Voici messieurs les médecins,
Serviteurs dévoués de l'État,
Ils sont payés à la pièce.
Ce que les bourreaux leur envoient,
Ils le rafistolent :
Ensuite ils le renvoient.
Berlin, 1934. Salle à l'hôpital de la Charité. On vient de déposer un nouveau
malade. Des infirmières écrivent son nom sur la pancarte au pied de son lit.
Deux malades occupant les lits à côté du sien s'entretiennent. [...]
UNE DES INFIRMIÈRES. – Silence. Le Professeur !
Suivi par des assistants et des infirmières, le chirurgien entre dans la salle. Il
s'arrête devant un des lits et se met à faire un cours.
LE CHIRURGIEN. – Messieurs, vous avez devant vous un cas magnifique,
qui vous montre que sans un perpétuel renouvellement de ses questions et
de ses recherches concernant les causes profondes des maladies, la médecine
sombre au niveau d'une pure et simple charlatanerie. Ce patient offre tous
les symptômes d'une névralgie et a longtemps été traité en conséquence.

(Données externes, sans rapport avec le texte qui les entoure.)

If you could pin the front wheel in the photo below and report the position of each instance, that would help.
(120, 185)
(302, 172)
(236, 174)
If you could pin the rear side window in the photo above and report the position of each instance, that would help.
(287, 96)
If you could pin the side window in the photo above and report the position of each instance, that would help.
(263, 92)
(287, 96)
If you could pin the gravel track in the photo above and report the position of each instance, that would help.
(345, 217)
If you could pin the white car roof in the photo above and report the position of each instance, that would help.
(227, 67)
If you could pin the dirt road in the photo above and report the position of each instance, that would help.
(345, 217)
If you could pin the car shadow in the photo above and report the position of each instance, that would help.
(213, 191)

En réalité, il souffre de la maladie de Raynaud, qu'il a contractée dans
l'exercice de son métier, au contact d'un marteau-piqueur. Il s'agit donc,
messieurs, d'une maladie professionnelle. Ce n'est que maintenant que
nous lui donnons le traitement adéquat. À partir de ce cas, vous voyez
combien il est erroné de considérer le patient simplement à partir de ses
symptômes, au lieu de se demander : d'où vient le patient, où a-t-il attrapé sa maladie, et où le patient retourne-t-il une fois soigné ? Quelles sont les trois choses qu'un bon médecin doit savoir faire ? Premièrement ?

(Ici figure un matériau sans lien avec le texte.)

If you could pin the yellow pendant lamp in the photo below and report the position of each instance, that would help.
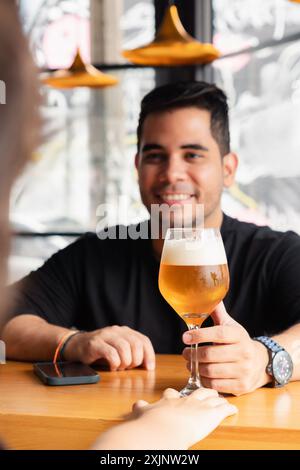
(79, 75)
(172, 46)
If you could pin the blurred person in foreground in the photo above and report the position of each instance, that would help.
(150, 425)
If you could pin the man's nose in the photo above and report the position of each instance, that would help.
(173, 170)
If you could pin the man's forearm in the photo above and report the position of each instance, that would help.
(290, 340)
(30, 338)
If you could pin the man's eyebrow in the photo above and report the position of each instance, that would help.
(194, 146)
(147, 147)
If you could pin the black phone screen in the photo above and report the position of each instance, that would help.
(65, 369)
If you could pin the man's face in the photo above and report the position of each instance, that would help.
(179, 162)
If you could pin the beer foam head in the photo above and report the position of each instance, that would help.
(194, 252)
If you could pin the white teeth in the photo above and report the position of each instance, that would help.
(175, 197)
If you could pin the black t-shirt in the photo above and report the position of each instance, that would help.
(95, 283)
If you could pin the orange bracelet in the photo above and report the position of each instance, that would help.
(61, 343)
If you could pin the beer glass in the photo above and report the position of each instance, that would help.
(193, 278)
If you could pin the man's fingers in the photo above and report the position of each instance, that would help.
(102, 350)
(215, 353)
(149, 354)
(215, 334)
(123, 348)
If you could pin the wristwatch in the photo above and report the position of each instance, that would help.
(280, 366)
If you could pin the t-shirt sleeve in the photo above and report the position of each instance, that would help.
(53, 291)
(284, 272)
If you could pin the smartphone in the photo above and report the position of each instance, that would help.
(65, 373)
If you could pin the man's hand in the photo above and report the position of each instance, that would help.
(234, 363)
(119, 346)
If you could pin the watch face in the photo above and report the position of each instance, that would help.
(282, 367)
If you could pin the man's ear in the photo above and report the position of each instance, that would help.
(230, 164)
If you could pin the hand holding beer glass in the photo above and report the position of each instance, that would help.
(193, 278)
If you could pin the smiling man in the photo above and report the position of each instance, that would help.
(107, 288)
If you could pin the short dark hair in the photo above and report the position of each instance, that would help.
(186, 94)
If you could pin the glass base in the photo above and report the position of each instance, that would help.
(190, 387)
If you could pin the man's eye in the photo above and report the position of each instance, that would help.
(192, 155)
(153, 157)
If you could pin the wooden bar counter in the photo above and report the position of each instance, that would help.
(35, 416)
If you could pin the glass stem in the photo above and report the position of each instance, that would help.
(195, 377)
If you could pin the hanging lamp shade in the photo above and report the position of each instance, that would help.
(79, 75)
(172, 46)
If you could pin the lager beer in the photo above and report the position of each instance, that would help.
(193, 278)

PREMIER ASSISTANT. – Questionner.
LE CHIRURGIEN. – Deuxièmement ?
LE DEUXIÈME ASSISTANT. – Questionner.
LE CHIRURGIEN. – Troisièmement ?
LE TROISIÈME ASSISTANT. – Questionner, professeur !
LE CHIRURGIEN. – Bien ! Questionner ! Et questionner avant toutes
choses les…
LE TROISIÈME ASSISTANT. – Les conditions sociales, professeur !
LE CHIRURGIEN. – Surtout n'ayez pas peur de diriger votre regard sur
la vie privée du patient : souvent, mon Dieu, elle est bien triste. Quand un
homme est contraint d'exercer un métier qui doit tôt ou tard le détruire
physiquement, de telle sorte que, pour ainsi dire, il meurt pour ne pas
mourir de faim, ça ne fait pas plaisir à entendre, alors on préfère ne pas
poser de question. Il arrive avec sa suite devant le lit du nouveau patient.